Cuban is one f-ing genius. :yes:


----------



## Stinger (Jun 10, 2003)

Where'd you get that info from? Maybe we can get someone not as overpaid who plays better and bigger. We can only dream.


----------



## Dragnsmke1 (Jul 29, 2002)

sorry to get you riled up fellas its not a fact yet its more of a prediction from me. We have real trading power now I believe its gonna be Tawn and either (depending on quality of play) Fortson or Raef that gets shipped for our "real" big man. Im looking @ Chicago and Houston as the teams to deal with.


----------



## Stinger (Jun 10, 2003)

:jawdrop: Ahhh stop messing with my mind! 

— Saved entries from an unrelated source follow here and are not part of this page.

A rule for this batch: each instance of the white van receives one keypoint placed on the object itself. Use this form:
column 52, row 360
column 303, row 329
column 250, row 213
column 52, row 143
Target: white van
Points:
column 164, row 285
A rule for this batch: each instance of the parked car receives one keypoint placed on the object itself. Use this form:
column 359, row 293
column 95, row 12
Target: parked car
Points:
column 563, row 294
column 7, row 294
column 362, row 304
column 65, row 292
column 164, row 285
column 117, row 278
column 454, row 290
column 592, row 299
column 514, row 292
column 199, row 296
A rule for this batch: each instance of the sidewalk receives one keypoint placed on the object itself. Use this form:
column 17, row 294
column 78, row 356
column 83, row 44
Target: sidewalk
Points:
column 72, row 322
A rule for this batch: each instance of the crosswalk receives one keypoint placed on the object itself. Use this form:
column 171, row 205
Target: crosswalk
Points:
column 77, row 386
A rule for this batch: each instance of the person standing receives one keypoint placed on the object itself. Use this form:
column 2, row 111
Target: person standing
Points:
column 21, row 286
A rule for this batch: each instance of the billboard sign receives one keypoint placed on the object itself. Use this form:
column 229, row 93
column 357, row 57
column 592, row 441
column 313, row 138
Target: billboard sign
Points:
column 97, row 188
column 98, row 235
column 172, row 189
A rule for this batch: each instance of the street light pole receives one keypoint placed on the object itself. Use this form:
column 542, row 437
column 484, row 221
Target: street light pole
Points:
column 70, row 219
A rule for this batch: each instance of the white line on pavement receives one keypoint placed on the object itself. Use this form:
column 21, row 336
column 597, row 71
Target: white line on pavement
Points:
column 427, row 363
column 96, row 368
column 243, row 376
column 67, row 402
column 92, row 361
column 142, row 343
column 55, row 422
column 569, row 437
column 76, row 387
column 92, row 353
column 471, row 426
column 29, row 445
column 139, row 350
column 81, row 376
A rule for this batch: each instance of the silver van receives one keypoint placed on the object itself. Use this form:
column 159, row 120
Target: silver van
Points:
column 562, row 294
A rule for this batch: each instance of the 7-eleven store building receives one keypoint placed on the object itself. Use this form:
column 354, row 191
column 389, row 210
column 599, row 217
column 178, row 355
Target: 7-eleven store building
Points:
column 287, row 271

Although Jamison does give us a attractive player to trade, the only problem teams will have, is his contract. Well Dallas didn't have a problem with it, I guess we'll just have to wait till the season starts until we know for sure.


----------



## Dragnsmke1 (Jul 29, 2002)

Obviously Cuban wouldnt have pulled the trigger if he didnt mind having to pay all that money in 2007. But then again thats probably not a lot of money to him. Especially if he gets 1 or 2 championships out of it.


----------



## TMOD (Oct 12, 2002)

Send Jamison (and others) back to his UNC teammate Vince, and get rebounders like Antonio Davis, Jerome Williams, and Jerome Moiso back. Toronto could use another scorer, and Jamison will have a field day in the East.


----------



## Tristan (Jan 13, 2003)

> Originally posted by <b>TMOD</b>!
> Send Jamison (and others) back to his UNC teammate Vince, and get rebounders like Antonio Davis, Jerome Williams, and Jerome Moiso back. Toronto could use another scorer, and Jamison will have a field day in the East.

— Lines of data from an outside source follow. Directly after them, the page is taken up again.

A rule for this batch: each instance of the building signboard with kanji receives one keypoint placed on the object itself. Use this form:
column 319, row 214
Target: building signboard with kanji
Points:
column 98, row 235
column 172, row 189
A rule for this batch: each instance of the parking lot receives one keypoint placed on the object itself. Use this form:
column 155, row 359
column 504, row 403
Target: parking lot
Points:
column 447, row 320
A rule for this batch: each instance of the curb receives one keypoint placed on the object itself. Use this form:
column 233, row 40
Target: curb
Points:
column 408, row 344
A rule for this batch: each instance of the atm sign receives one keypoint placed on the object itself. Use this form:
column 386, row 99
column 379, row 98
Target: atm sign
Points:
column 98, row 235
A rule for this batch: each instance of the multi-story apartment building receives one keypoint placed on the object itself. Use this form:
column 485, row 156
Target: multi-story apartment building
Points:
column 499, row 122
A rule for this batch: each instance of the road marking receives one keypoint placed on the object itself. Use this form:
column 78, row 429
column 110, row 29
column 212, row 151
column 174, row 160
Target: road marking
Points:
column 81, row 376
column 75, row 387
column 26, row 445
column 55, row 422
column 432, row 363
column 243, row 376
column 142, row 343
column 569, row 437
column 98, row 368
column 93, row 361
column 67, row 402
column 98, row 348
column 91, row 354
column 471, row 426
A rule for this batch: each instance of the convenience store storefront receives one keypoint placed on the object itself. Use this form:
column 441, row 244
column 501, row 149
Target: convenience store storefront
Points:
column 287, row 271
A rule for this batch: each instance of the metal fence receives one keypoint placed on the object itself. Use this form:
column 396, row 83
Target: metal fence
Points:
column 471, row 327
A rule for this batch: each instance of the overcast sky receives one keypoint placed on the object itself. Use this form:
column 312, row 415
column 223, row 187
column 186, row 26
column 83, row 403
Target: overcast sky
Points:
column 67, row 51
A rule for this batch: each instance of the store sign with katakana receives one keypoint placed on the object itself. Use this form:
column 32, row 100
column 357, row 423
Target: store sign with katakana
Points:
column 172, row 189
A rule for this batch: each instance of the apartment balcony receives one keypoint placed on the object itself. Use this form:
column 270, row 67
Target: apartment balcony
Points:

Nah I think this nowitzki-jamison duo is good because they both can shoot and they were both in the same draft together. This is a very good trade for Dallas.


----------



## LionOfJudah (May 27, 2003)

IMO, It all depends on how well the season goes in Cuban and Nelly's opinion. But I'd like to see Jamison stick around. We've never seen him play with a decent team, no telling what he can do with 3 other all-stars...


----------



## Keith Closs (May 13, 2003)

im not in dallas so i dont know the situation but on espnews yestereday they were talking to a guy from a dallas paper who broke the jamison deal a few weeks ago and he said that finley is now being dangled in deals for a big man..


----------



## Dragnsmke1 (Jul 29, 2002)

> Originally posted by <b>Keith Closs</b>!
> im not in dallas so i dont know the situation but on espnews yestereday they were talking to a guy from a dallas paper who broke the jamison deal a few weeks ago and he said that finley is now being dangled in deals for a big man..



BLASPHAMY!!!


----------



## Tristan (Jan 13, 2003)

> Originally posted by <b>Dragnsmke1</b>!
> 
> 
> 
> BLASPHAMY!!!


:laugh:


----------



## Stinger (Jun 10, 2003)

What's Blasphamy?


----------



## XXXCalade (Jul 4, 2003)

what big man do you think you would get out of chicago maybe marcus fizer but he couldnt play center i could see if you were trying to get a power forward but if you think you are gonna get curry from the bulls you are out of control


----------